Labels like this end up conveying something absolute. That’s hard to move away from once it’s decided. It can even prevent growth in other areas.
Clearly, the social network label view hasn’t stunted TikTok’s ads business too much. If anything, it’s probably helped it carve out its own share of social media ad budgets — to a point.
Spending on the app continues to grow at a clip. It now accounts for between 10 to 20% of ad agency Mekanism’s ad spending on social media. Even those marketers who aren’t as confident in TikTok plan on doing more there eventually. The app’s share of Tinuiti’s social ad budgets is still in the single digits, for example, but spending on it grew 160% for the year to March 2022.
“Generally, we are still working with social teams, rather than dedicated TikTok teams, and they have their own budgets,” said Joe Saw, director of communications at influencer marketing agency FanBytes. “However social budgets are certainly trending upwards.”
Encouraging as these gains are, TikTok could be raking in so much more. It could be dipping into other budget pots entirely — just like it did at the onset of the pandemic. Back then, media dollars earmarked for outdoor and experiential advertising were moved into online platforms. And they’ve stayed there ever since for the most part.

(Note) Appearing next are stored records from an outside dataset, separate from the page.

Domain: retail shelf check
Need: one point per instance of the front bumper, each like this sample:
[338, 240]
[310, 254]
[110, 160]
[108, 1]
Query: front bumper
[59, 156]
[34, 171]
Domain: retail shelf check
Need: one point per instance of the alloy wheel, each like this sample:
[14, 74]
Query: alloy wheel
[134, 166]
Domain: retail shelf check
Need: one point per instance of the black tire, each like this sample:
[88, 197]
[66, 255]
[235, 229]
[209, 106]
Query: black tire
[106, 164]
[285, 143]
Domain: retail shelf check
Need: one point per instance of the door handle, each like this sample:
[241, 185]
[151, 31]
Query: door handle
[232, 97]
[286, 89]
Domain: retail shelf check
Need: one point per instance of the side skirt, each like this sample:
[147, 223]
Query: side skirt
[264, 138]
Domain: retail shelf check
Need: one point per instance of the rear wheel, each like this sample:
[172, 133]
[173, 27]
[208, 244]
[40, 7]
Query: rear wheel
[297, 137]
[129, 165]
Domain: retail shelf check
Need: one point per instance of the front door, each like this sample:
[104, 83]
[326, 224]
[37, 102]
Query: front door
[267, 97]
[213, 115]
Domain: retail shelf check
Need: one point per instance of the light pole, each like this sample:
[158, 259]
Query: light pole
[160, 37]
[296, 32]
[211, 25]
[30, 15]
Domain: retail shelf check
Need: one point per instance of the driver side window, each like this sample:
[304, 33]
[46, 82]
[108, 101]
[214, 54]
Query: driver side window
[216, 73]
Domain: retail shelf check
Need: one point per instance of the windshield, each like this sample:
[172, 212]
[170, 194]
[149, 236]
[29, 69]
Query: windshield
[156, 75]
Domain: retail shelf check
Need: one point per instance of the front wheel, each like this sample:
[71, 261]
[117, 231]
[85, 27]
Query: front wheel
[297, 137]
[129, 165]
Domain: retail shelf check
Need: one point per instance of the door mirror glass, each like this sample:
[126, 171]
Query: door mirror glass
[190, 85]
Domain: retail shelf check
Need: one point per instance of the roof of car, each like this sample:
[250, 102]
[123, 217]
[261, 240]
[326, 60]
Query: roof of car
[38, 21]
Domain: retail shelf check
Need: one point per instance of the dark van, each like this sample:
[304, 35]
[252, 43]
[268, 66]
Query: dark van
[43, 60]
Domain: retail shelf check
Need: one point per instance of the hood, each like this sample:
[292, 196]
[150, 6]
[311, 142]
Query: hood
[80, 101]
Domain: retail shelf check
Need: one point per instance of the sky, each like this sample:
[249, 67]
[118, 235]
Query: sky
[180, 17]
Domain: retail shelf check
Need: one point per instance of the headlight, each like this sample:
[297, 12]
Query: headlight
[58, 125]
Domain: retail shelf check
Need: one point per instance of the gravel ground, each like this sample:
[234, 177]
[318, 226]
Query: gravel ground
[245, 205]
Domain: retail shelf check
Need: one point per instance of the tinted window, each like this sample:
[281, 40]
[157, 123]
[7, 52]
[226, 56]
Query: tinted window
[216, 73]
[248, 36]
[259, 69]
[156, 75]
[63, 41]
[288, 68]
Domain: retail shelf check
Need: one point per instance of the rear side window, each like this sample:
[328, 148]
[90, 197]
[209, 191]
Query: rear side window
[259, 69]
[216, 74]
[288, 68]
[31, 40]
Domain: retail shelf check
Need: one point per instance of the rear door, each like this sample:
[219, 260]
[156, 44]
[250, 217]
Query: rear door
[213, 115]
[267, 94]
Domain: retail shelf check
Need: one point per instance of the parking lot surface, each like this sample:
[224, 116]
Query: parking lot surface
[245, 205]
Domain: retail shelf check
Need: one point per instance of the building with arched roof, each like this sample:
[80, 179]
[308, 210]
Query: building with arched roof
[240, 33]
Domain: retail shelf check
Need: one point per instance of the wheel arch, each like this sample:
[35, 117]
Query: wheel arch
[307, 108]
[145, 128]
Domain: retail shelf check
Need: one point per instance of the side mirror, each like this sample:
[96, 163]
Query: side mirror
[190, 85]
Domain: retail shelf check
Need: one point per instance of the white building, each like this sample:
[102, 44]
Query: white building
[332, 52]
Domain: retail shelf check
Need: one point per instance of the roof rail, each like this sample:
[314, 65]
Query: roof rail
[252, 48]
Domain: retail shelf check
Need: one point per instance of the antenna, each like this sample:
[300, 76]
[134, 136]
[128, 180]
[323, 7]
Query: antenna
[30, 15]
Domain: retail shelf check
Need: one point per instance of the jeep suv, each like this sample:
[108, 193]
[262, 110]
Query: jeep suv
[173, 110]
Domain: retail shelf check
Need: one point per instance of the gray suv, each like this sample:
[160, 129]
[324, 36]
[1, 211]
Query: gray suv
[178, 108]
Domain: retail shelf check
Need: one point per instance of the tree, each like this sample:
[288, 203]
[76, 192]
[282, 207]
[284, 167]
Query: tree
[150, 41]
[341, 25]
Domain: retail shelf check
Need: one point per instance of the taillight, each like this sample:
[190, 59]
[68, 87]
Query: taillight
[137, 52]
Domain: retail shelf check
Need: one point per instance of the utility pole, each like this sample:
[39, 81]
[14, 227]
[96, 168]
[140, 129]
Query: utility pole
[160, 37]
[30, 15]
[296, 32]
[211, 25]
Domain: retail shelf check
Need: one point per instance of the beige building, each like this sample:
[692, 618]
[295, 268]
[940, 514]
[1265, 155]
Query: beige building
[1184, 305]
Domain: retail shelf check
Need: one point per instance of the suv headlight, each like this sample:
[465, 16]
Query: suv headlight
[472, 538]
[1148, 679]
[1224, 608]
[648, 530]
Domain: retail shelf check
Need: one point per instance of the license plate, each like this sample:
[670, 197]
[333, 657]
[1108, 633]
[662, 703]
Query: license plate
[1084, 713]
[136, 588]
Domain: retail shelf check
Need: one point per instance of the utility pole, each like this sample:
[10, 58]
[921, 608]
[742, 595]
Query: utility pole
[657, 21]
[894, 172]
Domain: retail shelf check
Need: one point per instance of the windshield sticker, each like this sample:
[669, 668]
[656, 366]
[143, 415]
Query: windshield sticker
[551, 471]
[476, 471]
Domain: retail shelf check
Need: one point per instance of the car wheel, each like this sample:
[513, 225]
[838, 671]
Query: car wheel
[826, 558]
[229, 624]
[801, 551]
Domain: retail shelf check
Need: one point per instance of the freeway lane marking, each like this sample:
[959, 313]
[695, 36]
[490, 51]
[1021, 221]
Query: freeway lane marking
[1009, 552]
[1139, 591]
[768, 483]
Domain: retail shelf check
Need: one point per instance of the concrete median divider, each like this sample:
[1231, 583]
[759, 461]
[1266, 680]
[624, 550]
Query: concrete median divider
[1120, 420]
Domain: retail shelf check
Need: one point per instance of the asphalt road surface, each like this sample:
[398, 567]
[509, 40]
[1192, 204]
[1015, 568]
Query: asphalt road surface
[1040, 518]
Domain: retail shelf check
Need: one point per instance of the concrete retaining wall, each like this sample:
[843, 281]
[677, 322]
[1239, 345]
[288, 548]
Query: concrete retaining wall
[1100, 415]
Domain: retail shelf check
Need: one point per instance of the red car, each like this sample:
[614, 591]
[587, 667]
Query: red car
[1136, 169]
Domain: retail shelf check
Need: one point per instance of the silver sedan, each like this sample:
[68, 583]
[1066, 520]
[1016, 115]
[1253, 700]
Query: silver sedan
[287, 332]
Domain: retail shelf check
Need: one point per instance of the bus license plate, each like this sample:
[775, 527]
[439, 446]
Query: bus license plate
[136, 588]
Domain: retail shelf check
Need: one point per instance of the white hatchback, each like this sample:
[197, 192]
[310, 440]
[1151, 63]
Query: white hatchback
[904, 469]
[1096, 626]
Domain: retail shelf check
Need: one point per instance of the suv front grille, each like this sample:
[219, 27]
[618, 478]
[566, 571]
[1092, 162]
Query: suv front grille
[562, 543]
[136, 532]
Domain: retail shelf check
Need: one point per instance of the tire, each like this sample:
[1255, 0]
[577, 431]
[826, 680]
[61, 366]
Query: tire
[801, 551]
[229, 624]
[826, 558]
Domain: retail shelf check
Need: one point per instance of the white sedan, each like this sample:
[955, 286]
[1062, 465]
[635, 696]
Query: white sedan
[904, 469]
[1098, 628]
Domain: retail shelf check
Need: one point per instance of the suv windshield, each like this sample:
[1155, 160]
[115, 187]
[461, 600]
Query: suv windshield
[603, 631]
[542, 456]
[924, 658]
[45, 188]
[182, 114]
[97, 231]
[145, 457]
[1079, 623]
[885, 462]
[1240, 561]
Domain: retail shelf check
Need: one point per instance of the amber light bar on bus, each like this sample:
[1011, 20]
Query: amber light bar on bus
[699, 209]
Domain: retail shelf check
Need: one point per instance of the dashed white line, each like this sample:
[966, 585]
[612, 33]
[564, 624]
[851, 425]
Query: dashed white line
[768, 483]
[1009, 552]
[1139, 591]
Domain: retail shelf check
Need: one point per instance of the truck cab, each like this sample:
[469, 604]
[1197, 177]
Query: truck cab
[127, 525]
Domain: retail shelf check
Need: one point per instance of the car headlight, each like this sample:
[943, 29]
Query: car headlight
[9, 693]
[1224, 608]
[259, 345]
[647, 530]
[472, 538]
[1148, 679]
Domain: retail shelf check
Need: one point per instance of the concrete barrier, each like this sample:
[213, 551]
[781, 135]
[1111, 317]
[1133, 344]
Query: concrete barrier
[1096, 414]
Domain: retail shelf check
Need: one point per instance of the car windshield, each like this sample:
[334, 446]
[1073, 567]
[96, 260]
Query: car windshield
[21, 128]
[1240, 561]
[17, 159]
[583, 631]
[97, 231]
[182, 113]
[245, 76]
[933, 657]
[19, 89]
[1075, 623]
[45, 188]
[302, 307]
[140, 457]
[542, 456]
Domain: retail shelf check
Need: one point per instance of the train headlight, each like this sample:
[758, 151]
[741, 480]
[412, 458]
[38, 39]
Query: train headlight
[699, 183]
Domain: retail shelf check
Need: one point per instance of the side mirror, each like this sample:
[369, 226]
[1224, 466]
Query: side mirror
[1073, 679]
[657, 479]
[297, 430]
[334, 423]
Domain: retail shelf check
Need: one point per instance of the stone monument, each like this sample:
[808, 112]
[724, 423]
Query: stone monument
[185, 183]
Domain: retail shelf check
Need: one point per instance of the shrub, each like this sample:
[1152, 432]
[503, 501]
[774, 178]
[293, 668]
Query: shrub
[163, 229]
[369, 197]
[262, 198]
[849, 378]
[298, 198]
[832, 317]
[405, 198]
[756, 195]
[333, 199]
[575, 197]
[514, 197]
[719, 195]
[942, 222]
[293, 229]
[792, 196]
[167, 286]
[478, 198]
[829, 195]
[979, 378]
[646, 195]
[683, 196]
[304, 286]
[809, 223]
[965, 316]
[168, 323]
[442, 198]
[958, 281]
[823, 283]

In TikTok’s case, a lot of this money went (and continues to go) on its takeovers, hashtag challenges and brand effects — or in other words its coming from brand advertisers.
And it’s not hard to see why and especially the way TikTok frames it: the app drives nine times more engagement than Facebook, per data the company shares with marketers. Moreover, advertisers on TikTok average 21 times more reach than Facebook or Instagram. Oh, and the engagement rate per follower on TikTok averages 8% per follower versus 0.09% on Facebook and 1.6% on instagram.
But there’s more to marketing there than going viral without a following. There’s ecommerce, search and even app installs. In other words, performance advertising. Getting advertisers to see that, however, is another story. To them, TikTok is either a social network or something else entirely; in short, a conundrum.
“When you talk to execs at TikTok they don’t like being called a social network,” said the senior marketer at a fast moving consumer goods manufacturer, who spoke to Digiday on condition of anonymity over concerns they’d harm future relationships with the platform. “It’s clearly something they’re trying to get away from as they move into the next phase of growth.”
This next phase of growth will be further down the marketing funnel. It’s been the plan ever since the app made a beeline for commerce in 2019. Even back then, decision makers were wary of becoming another avenue for cheap reach for advertisers. They saw commerce as a way to show marketers that TikTok could be a place for their performance dollars as well as their branding ones. And yet, it’s only really over the last six months or so that the idea has really started to percolate in the minds of marketers. Not least because TikTok has been drumming it into them.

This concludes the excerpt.